A Harness publicou um guia de engenharia em duas partes sobre as práticas que adotou após seis meses redesenhando seu SDLC em torno de agentes de IA. O objetivo é controle operacional. Harness vende infraestrutura CI/CD; seus clientes a medem pela confiabilidade, não pela velocidade de iteração.
Os quatro pilares mapeiam onde sistemas agenticos falham na prática. Pilar um: desenvolvimento baseado em especificações. Todas as especificações de produto, tecnologia, UI e testes vivem em repositórios versionados (Harness usa seu próprio Code Repository). Agentes de IA precisam de contexto estruturado e co-localizado. Páginas do Confluence não funcionam. Resultado: equipes prototipam mockups de UI em 30 minutos em vez de semanas porque as especificações são legíveis por máquina e sempre atuais.
Pilar dois quantifica onde agentes pertencem. Harness mediu 15–20% do trabalho de engenharia como totalmente autônomo—ticket Jira para pull request—enquanto 80% permanece auxiliado por IA, com desenvolvedores usando agentes como ferramentas em vez de delegar fluxos de trabalho inteiros. Quatro em cinco tarefas ainda requerem supervisão humana no loop. A arquitetura combina microsserviços tradicionais com endpoints de agentes expostos via Model Context Protocol. Cada agente tem permissões limitadas e uma única responsabilidade: um agente de revisão de código não pode implementar mudanças, um agente de testes não pode tocar produção, um agente de especificação não tem autoridade sobre arquitetura. Agentes especializados superam os omniscientes sobrecarregados em custo e confiabilidade.

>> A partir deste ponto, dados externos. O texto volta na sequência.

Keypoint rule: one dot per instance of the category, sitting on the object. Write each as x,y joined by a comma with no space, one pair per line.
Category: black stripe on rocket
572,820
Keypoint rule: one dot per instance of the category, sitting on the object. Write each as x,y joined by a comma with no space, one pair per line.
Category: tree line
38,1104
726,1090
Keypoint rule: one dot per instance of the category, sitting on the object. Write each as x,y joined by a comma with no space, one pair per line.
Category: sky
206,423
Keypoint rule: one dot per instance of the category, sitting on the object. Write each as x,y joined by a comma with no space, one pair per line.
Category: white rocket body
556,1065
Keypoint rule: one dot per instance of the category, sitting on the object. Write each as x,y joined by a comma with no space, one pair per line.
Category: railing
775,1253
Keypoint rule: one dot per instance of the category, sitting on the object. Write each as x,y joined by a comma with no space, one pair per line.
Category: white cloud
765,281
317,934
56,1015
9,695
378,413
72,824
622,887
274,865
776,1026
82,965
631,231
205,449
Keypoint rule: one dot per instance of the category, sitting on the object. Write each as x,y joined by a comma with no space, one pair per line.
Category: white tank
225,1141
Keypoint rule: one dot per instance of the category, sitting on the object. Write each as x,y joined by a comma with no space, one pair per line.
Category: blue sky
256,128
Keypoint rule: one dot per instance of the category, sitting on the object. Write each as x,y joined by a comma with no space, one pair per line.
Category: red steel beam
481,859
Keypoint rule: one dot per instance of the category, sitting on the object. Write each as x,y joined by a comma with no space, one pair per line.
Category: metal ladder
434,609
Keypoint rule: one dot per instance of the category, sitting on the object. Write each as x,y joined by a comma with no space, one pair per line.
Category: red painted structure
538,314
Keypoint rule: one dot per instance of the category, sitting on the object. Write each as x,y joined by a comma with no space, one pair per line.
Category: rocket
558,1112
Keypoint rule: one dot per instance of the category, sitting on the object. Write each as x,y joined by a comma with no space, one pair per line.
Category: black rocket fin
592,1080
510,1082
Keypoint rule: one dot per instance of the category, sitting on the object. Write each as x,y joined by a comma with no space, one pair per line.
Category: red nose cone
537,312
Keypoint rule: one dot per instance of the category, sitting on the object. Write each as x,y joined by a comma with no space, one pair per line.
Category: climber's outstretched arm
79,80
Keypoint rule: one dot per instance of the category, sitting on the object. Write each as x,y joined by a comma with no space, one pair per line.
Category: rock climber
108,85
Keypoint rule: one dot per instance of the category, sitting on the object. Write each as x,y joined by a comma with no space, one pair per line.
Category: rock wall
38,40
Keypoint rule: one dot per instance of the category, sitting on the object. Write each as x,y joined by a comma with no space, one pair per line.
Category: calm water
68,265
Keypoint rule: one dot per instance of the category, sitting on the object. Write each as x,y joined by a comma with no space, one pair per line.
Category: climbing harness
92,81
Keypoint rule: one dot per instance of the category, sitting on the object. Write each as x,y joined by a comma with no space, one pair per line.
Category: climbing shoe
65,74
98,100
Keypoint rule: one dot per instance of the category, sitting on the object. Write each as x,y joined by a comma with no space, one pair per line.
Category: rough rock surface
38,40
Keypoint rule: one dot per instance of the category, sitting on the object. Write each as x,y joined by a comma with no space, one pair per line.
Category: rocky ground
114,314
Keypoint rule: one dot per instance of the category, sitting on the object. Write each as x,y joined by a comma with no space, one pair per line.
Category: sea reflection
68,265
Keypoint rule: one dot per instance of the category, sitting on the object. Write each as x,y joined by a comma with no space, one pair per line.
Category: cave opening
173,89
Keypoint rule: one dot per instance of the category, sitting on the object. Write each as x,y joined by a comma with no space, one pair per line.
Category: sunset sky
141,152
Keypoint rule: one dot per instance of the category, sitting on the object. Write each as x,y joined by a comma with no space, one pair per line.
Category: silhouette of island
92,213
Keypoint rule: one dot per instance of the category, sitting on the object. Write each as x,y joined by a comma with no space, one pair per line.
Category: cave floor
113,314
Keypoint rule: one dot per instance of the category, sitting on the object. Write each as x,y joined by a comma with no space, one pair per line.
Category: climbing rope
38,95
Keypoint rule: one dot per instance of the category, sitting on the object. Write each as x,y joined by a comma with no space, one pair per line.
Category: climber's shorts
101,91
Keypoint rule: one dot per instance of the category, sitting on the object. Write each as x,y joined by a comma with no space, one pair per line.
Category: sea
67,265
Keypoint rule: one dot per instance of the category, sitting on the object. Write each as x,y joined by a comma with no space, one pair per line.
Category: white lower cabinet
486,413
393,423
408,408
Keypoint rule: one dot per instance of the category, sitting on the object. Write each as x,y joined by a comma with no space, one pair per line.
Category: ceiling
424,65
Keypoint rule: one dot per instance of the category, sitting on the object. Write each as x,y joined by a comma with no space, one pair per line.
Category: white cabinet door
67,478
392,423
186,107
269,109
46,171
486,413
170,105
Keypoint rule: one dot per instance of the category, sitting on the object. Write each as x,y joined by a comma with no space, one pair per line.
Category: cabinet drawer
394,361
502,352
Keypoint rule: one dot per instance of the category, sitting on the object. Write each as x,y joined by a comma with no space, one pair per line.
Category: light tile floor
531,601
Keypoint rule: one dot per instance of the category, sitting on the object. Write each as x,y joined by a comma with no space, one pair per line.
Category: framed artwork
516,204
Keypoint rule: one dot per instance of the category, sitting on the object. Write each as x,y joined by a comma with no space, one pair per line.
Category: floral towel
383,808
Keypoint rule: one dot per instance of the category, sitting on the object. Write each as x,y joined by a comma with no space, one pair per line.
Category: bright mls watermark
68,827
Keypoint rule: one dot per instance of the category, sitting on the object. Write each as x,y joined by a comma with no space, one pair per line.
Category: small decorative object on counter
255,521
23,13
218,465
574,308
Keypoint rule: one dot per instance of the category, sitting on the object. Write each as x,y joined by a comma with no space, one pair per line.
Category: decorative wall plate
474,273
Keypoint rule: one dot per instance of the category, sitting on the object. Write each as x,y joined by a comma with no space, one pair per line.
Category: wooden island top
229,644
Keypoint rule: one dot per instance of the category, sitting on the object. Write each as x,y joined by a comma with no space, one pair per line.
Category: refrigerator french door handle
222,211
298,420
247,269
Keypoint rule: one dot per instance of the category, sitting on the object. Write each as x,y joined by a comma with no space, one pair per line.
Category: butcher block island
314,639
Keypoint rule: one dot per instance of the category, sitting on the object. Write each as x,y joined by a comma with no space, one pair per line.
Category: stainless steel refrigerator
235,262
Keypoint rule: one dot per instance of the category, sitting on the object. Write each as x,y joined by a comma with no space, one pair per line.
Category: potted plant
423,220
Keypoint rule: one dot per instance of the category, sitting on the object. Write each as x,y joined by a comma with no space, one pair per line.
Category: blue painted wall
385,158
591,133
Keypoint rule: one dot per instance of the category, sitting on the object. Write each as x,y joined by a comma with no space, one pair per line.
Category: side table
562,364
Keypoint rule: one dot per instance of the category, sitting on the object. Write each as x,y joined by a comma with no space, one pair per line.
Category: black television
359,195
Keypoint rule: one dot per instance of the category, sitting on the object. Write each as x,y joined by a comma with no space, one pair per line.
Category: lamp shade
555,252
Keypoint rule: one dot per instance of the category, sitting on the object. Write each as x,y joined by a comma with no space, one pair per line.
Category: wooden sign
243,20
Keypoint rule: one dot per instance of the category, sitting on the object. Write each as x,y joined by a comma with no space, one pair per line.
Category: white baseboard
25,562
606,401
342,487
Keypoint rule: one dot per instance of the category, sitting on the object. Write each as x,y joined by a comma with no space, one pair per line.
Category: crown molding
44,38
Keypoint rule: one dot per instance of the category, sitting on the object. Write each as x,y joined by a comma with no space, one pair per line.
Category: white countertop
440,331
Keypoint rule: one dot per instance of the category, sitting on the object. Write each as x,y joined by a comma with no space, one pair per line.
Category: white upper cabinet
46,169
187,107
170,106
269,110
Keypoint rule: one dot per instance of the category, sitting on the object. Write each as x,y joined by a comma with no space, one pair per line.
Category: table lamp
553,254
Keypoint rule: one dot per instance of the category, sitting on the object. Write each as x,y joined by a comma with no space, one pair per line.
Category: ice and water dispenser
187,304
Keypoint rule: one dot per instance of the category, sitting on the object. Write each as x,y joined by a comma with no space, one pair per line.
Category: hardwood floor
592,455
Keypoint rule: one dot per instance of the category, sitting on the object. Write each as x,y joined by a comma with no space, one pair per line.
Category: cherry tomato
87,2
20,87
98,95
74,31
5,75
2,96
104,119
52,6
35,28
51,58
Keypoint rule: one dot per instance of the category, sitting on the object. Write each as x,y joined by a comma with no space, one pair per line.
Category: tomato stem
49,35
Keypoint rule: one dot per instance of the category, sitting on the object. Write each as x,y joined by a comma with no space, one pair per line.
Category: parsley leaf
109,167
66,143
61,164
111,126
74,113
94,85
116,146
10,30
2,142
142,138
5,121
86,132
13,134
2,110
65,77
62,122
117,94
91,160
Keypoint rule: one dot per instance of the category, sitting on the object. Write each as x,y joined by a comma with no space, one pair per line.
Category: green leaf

Os testes revelam a maior lacuna. O guia especifica seis camadas: verificação de front-end (Vitest, Playwright), testes de produto e API (unitário, integração, funcional), testes de eficácia de agentes contra baselines, verificação de dados para detectar fontes de alucinação, monitoramento contínuo de eficácia em produção e loops de feedback agenticos. Camada cinco—monitoramento contínuo de eficácia—é a mais negligenciada e mais dolorosa. Mude um prompt do sistema, atualize uma base de conhecimento ou troque uma versão de modelo: a qualidade da saída do agente se degrada silenciosamente sem um harness de monitoramento observando.
Harness adotou Avaliações de Prontidão Operacional do playbook de hiperscalers. ORRs executam imediatamente após revisão de design, não desenvolvimento, e produzem uma lista de verificação com evidência documentada. O guia enquadra essa evidência—resultados de testes de carga, resultados de game day, aprovações de auditoria de segurança—como um template que as equipes devem seguir, não figuras da Harness. Camadas de severidade são impostas: itens altos bloqueiam o lançamento, itens médios requerem resolução em 90 dias, itens baixos vão para backlog. Após o lançamento, as equipes de serviço se reúnem semanalmente para revisar a saúde de data-plane e control-plane, métricas de clientes e RCAs.
Forrester descobriu que melhorias de IA focadas apenas em código de 30–40% frequentemente se traduzem em menos de 10% de ganho de produtividade de equipe inteira quando planejamento, testes e pipelines de release permanecem manuais. Gargalos se deslocam em vez de desaparecer.
Arquitetos expandindo autonomia de agentes devem instrumentar monitoramento de eficácia no primeiro dia, impor escopo de agentes na camada de permissões não na camada de prompt, e tratar ORRs como uma função forçante para surfaçar preocupações operacionais antes do código ser entregue.